Por muito tempo, sua longa cabeleira chamava atenção a quem quer que fosse aos gramados ver os jogos do alvinegro, assim como o brinco que ele usava. Mas não faltam feitos para enumerar as façanhas de Hélio Show com sua especialidade: a bola nos pés, tanto no ABC quanto em outros clubes, como o Ceará, onde começou sua carreira. Ele era tão bom que seu passe foi vendido por 500 mil cruzeiros por cinco vezes. Alémdas conquistas no ABC, Hélio foi bicampeão estadual pelo América e tricampeão paraibano. Foi 13 vezes campeão nordestino. Atuando pelo Botafogo (PB), ganhou do Flamengo com Zico e companhia, por 5 a 1, em pleno Maracanã. Também atuou pelo Ceará e Treze de Campina Grande.

Na época em que jogava, o atleta treinava de forma diferente dos goleiros da atualidade. "Hoje pra ser goleiro é preciso ter mais ou menos 1,90m. Mesmo sendo baixo, eu fazia de tudo para ser bom. Treinava no Morro do Careca, nas arquibancadas, em todo lugar que pudesse", afirmou. Hélio pendurou as chuteiras atuando no América aos 40 anos de idade, em 1988, logo depois de perceber que estava com a vista cansada ao tomar um gol de Alcinei, do ABC.

"Um goleiro tem que ter a visão boa. Comecei a perceber que não tinha mais capacidade para atuar no futebol profissional. Vi que havia chegado o momento de parar, embora ainda tenha sido procurado depois por clubes como o Alecrim, Baraúna e Potiguar de Mossoró", afirmou.

Com exceção da Portuguesa de Desportos (SP), o ex-goleiro preferiu fazer carreira nos times regionais. Não faltam feitos marcantes na história do jogador. A carreira começou em 1970. Hélio Show jogou apenas duas partidas na equipe júnior do Ceará. "Depois passei pro profissional e não sai mais", disse. Dois anos depois, o goleiro já se mostrava uma revelação.
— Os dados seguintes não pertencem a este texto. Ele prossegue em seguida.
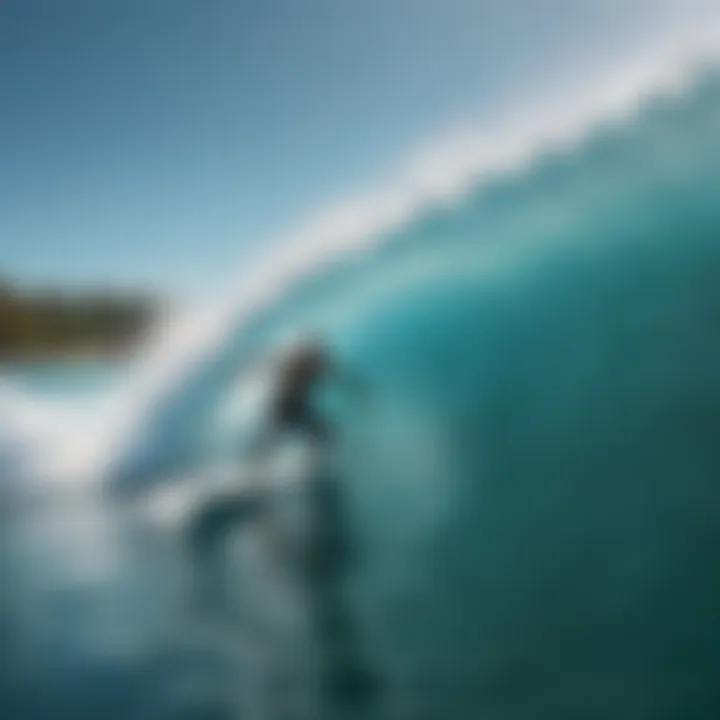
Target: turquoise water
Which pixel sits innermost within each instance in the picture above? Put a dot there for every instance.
(534, 483)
Foi no Campeonato Brasileiro de 1972, mais precisamente no dia 14 de dezembro, que ele chamou a atenção de grandes clubes do Sudeste, como Palmeiras e Santos. "Fiz de tudo pra evitar a derrota do Ceará para o Corínthians. Aos 45 do segundo tempo, sofri o gol de um jogador chamado Sicupira".

Atleta do século
Pelo Ceará, Hélio foi tetracampeão estadual. Depois, veio brilhar no "Clube do Povo" de Natal. A passagem pelo ABC - entre 1975 e 1979, marcou a era de ouro de Hélio Show. Sua atuação foi tão importante que ele foi considerado, ao lado de Ribamar, um dos melhores goleiros da história do clube. Hoje ele é condecorado, ao lado de outros grandes ídolos do ABC, como Marinho Chagas e Alberi, atleta do século, e figura na galeria dos grandes ídolos alvinegros.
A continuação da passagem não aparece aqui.